In above example, we started from one attrabute, collect values of our interests, decide attributes, and the use lastly adopted attributes and values for sample classification. Actually the process is flexible. For example, we can use those decided attributes to search more values for our decision. For example, the following perl oneliner was to use decided attributes (in file dev1.txt
) to collect more values for making decision. Just remember to give an attribute file and a value file for generating a selection matrix.

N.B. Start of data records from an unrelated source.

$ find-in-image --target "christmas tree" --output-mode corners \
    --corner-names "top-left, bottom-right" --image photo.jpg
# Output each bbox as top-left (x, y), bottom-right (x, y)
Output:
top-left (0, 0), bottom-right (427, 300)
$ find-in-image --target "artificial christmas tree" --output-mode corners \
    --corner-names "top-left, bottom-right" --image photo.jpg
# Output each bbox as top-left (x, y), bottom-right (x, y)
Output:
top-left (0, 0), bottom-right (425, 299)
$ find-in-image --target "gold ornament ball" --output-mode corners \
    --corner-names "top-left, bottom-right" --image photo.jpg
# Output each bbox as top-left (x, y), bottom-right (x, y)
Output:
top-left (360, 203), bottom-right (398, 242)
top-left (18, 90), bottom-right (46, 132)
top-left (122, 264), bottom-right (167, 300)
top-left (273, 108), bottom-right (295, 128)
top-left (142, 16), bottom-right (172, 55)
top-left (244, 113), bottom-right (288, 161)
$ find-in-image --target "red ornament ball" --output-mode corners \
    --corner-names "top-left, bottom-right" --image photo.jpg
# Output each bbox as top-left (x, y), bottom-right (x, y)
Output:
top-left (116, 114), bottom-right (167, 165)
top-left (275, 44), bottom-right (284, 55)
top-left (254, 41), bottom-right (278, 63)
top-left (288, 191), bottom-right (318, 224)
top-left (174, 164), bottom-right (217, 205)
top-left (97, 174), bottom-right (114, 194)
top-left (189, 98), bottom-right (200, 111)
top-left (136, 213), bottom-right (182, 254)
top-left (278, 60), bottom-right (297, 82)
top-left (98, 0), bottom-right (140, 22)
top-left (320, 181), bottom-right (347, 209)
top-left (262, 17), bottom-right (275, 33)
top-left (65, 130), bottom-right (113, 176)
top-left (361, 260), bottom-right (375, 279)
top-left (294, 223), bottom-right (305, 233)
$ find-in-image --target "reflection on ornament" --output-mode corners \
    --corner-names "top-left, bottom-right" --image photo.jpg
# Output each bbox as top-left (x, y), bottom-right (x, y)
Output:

wdlin@comp01:SOMEWHERE/dm$ cat dm_sel20240531.txt | perl -ne 'if($.==1){ open(FILE,"<extraction/dev1.txt"); while($line=<FILE>){ $line=~s/^\s+|\s+$//g; @s=split(/\t/,$line); $hash{$s[0]}=1 if $s[-1] eq "TRUE" } close FILE; } chomp; if(/<Attribute attribute_name="(.+?)".*?>(.+?)</){ print "$2\n" if exists $hash{$1} }' | perl -ne 'chomp; $hash{lc($_)}++; if(eof){ for $k (sort {$hash{$b}<=>$hash{$a}} keys %hash){ print "$k\t$hash{$k}\n" } }' > extraction/dev2.xls
Some coding approach could be applied because the above attribute-value selection method is simple for general scenario and may not fit some complex cases. For example, for fly, strain K-12 and substrain mg1655 can both be values for attributes strain and substrain. In this case, a sample might be considered as both K12 and mg1655. This could be true to some people but some other might want to separate those K-12 samples without any substrain info from samples with specific strain/substrain info of mg1655. In this case, we can fix the selection matrix by coding.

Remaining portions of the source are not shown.